Cyber Attacks in India
India has seen a dramatic increase in cyberattacks, affecting businesses of all sizes, including startups. According to the Indusface Annual State of Application Security Report, Indian enterprises and government bodies faced over 5 billion cyberattacks in 2023 alone. Ranjeeth Bellary, a partner at EY India Forensic and Integrity Services – Cyber Forensics, suggests that many incidents go unreported or unnoticed.
Key trends include:
- Increased Frequency and Sophistication: Cyberattacks are more frequent and advanced, targeting all sectors.
- State-sponsored Attacks: There is a noticeable rise in cyberattacks sponsored by states, posing serious risks to national security and critical infrastructure.
- Vulnerability of Startups and SMEs: Smaller firms, often lacking robust cybersecurity measures, are increasingly targeted.
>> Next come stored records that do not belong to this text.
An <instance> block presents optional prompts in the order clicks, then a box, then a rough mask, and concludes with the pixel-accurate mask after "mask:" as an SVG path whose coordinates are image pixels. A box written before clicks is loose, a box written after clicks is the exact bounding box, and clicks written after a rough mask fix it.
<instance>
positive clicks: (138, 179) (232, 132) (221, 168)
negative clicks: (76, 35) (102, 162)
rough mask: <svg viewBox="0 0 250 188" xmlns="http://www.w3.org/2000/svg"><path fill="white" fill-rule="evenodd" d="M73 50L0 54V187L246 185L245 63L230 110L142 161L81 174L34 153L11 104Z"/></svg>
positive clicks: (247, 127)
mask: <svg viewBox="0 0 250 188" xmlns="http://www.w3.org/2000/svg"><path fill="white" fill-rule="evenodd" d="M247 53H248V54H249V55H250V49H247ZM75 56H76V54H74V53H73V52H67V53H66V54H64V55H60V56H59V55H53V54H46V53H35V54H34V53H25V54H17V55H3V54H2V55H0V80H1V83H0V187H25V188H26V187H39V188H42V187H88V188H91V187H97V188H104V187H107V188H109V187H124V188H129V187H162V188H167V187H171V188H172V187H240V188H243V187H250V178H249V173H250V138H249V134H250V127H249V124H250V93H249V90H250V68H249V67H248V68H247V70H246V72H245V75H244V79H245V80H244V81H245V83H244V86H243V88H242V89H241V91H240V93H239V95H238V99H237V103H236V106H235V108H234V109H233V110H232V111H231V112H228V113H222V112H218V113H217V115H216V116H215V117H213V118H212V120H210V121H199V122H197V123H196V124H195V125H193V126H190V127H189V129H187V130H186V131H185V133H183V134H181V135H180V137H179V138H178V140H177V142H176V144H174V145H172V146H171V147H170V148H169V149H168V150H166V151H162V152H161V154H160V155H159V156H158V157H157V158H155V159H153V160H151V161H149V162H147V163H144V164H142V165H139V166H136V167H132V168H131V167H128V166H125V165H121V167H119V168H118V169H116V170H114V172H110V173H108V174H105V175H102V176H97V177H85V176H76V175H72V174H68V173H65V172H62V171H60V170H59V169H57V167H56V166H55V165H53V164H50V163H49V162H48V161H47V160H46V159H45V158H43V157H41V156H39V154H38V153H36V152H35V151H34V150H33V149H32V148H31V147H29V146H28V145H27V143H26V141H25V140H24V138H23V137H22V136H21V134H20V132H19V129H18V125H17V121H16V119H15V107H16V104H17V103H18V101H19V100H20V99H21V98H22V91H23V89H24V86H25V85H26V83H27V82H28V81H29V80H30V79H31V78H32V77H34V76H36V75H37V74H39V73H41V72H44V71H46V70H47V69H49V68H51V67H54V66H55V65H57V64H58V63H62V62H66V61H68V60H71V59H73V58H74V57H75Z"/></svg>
How Can Firms Protect Themselves?
“To bolster their cybersecurity defenses, Indian firms must adopt a proactive approach,” says Bellary. Key strategies include:
- Technical Measures:
- Robust security software
- Strong passwords and multi-factor authentication
- Data encryption
- Security awareness training
- Incident response plan
- Forensic resources
- Organizational Measures:
- Establish a clear cybersecurity policy
- Regular security audits and risk assessments
- Obtain cyber insurance
Additional considerations include cloud security, IoT security, and compliance with relevant regulations and standards, such as the Personal Data Protection Bill.